The DIMAP SCARA robot displays impressively the potential of the PolyJetTM 3D-printing technology with new developed ink materials. SCARA is the abbreviation for Selective Compliance Assembly Robot Arm and describes a jointed-arm robot that can operate horizontally.

PolyJetTM is a 3D-printing technique where print heads jet layers of curable liquid photopolymer materials, so called inks, onto a build tray.  So layer by layer complex models get shaped. Multiple inks can be printed simultaneously in one layer to combine different characteristics or colors in one printed object. DIMAP aimed to develop ink materials with an innovative set of properties:

• Electrical conductive ink with silver nanoparticles to print conductive tracks
• Thermal conductive ink with ceramic nanoparticles for cool LED lights
• Foamed ink for light-weight applications
• Polyimide inks with excellent chemical and high temperature resistance.

 
A prototype PolyJetTM printer with extended processing features was created within the project to allow the printing process with the novel ink materials.

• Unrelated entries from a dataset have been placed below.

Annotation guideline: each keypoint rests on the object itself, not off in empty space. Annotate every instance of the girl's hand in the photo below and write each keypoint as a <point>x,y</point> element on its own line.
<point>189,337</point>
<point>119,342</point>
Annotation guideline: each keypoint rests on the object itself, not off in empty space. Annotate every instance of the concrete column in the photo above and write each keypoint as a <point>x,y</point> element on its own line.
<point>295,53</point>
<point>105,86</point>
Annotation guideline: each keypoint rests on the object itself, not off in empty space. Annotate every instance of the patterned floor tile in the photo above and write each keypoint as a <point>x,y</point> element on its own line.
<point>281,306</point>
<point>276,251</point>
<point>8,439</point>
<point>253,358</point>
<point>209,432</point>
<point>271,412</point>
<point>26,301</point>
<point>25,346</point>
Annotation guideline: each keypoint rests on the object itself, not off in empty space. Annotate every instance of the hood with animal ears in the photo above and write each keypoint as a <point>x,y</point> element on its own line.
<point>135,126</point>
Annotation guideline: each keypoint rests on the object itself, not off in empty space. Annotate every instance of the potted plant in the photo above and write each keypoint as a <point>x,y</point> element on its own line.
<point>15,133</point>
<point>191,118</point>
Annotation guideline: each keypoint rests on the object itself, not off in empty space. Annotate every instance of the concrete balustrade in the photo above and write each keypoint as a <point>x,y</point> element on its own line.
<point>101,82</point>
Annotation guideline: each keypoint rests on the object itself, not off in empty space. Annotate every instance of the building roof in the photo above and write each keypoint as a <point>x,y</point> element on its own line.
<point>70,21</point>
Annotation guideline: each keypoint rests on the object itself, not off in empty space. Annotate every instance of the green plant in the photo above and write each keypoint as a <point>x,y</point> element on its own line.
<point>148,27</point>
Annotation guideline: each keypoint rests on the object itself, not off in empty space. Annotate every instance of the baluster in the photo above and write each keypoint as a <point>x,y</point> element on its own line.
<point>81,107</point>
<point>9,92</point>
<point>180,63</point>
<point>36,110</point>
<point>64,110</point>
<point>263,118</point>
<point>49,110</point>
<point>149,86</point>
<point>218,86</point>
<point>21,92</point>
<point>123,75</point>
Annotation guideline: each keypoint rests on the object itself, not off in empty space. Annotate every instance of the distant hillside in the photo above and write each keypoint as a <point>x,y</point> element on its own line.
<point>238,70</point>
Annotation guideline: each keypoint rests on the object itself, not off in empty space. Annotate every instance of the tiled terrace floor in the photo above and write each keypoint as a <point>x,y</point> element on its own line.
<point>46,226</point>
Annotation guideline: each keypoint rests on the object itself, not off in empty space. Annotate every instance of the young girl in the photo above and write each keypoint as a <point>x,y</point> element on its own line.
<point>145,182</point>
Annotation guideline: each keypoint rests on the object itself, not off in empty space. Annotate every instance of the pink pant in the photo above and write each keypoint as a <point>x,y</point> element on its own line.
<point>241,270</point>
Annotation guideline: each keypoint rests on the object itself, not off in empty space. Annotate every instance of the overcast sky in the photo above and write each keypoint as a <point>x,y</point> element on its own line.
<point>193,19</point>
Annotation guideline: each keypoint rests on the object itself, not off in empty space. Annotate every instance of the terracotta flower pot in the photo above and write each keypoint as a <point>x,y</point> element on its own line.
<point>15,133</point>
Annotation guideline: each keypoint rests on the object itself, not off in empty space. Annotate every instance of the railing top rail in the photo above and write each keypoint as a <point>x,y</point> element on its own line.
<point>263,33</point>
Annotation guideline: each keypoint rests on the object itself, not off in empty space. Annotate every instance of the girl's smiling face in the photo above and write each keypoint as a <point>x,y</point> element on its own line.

Two demonstrators were developed to test the printing suitability of the new ink formulations: a customizable luminaire and a pneumatically operated robot. Festo, a German supplier of pneumatic and electrical automation technology, was responsible for the design and startup of the DIMAP SCARA, which is a pneumatically actuated robot. Its functional plastic components have been printed with PolyJetTM additive manufacturing technology. Two movable axes display two different solutions for a printed rotary drive. Altair’s simulation software was used to optimize further structural components, such as the lightweight gripper. Additive manufacturing enabled a high functional integration with a small amount of components and a particularly light structure.